Altro.jl API

This page provides the docstrings for the most common methods that the user may work with.




Augmented Lagrangian Trajectory Optimizer (ALTRO) is a solver developed by the Robotic Exploration Lab at Stanford University. The solver is special-cased to solve Markov Decision Processes by leveraging the internal problem structure.

ALTRO consists of two "phases":

  1. AL-iLQR: iLQR is used with an Augmented Lagrangian framework to solve the problem quickly to rough constraint satisfaction
  2. Projected Newton: A collocation-flavored active-set solver projects the solution from AL-iLQR onto the feasible subspace to achieve machine-precision constraint satisfaction.
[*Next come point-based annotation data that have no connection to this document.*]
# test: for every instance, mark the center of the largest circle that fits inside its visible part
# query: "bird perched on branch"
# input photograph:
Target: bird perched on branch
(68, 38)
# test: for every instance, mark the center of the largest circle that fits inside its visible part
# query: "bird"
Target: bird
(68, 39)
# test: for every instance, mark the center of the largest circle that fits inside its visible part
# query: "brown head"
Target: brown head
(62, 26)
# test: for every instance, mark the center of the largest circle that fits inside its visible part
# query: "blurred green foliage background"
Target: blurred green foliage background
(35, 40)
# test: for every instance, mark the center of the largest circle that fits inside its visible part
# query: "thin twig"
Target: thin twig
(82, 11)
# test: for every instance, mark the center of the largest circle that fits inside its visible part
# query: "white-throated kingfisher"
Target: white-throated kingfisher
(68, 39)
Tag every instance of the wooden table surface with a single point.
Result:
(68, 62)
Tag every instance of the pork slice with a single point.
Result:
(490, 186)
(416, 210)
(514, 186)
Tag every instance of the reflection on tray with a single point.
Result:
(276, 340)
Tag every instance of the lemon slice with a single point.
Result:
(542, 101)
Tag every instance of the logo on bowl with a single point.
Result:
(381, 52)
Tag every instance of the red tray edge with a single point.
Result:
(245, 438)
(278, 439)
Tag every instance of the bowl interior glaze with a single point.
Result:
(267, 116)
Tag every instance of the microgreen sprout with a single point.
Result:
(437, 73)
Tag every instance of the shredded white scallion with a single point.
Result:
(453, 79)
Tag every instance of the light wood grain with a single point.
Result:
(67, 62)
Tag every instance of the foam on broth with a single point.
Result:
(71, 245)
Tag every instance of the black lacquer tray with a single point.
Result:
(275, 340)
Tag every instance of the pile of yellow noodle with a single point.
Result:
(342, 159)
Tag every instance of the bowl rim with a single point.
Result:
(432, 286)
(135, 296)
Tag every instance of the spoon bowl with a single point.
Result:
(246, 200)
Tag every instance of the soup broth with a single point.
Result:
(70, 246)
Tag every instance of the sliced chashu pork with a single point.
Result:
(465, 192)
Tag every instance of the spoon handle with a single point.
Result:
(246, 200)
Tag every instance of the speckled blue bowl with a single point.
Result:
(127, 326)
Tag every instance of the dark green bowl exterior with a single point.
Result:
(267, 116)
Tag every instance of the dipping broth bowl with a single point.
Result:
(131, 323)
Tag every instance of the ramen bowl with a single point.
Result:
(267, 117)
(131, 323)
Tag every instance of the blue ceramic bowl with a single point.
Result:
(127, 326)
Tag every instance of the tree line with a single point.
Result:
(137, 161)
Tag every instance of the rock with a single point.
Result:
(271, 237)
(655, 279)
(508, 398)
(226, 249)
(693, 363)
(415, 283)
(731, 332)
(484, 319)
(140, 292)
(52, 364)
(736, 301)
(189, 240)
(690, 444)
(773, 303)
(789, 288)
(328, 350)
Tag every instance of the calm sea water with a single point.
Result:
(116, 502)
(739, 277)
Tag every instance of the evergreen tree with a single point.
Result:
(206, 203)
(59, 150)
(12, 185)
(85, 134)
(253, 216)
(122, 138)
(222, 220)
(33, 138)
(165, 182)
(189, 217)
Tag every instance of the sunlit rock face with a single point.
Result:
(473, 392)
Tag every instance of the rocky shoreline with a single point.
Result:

ALTROSolver(prob::Problem, opts::SolverOptions; [infeasible, R_inf, kwarg_opts...])

The infeasible keyword is a boolean flag that specifies whether the solver should augment the controls to make it artificially fully actuated, allowing state initialization. The R_inf is the weight on these augmented controls. Any solver options can be passed as additional keyword arguments and will be set in the solver.


  • get_model
  • get_objective
  • get_constraints
  • Altro.get_ilqr
  • TO.get_initial_state

Other methods

  • Base.size: returns (n,m,N)
  • TO.is_constrained
struct ALSolver <: ConstrainedSolver{T}

Augmented Lagrangian (AL) is a standard tool for constrained optimization. For a trajectory optimization problem of the form:

\[\begin{aligned} \min_{x_{0:N},u_{0:N-1}} \quad & \ell_f(x_N) + \sum_{k=0}^{N-1} \ell_k(x_k, u_k, dt) \\ \textrm{s.t.} \quad & x_{k+1} = f(x_k, u_k), \\ & g_k(x_k,u_k) \leq 0, \\ & h_k(x_k,u_k) = 0. \end{aligned}\]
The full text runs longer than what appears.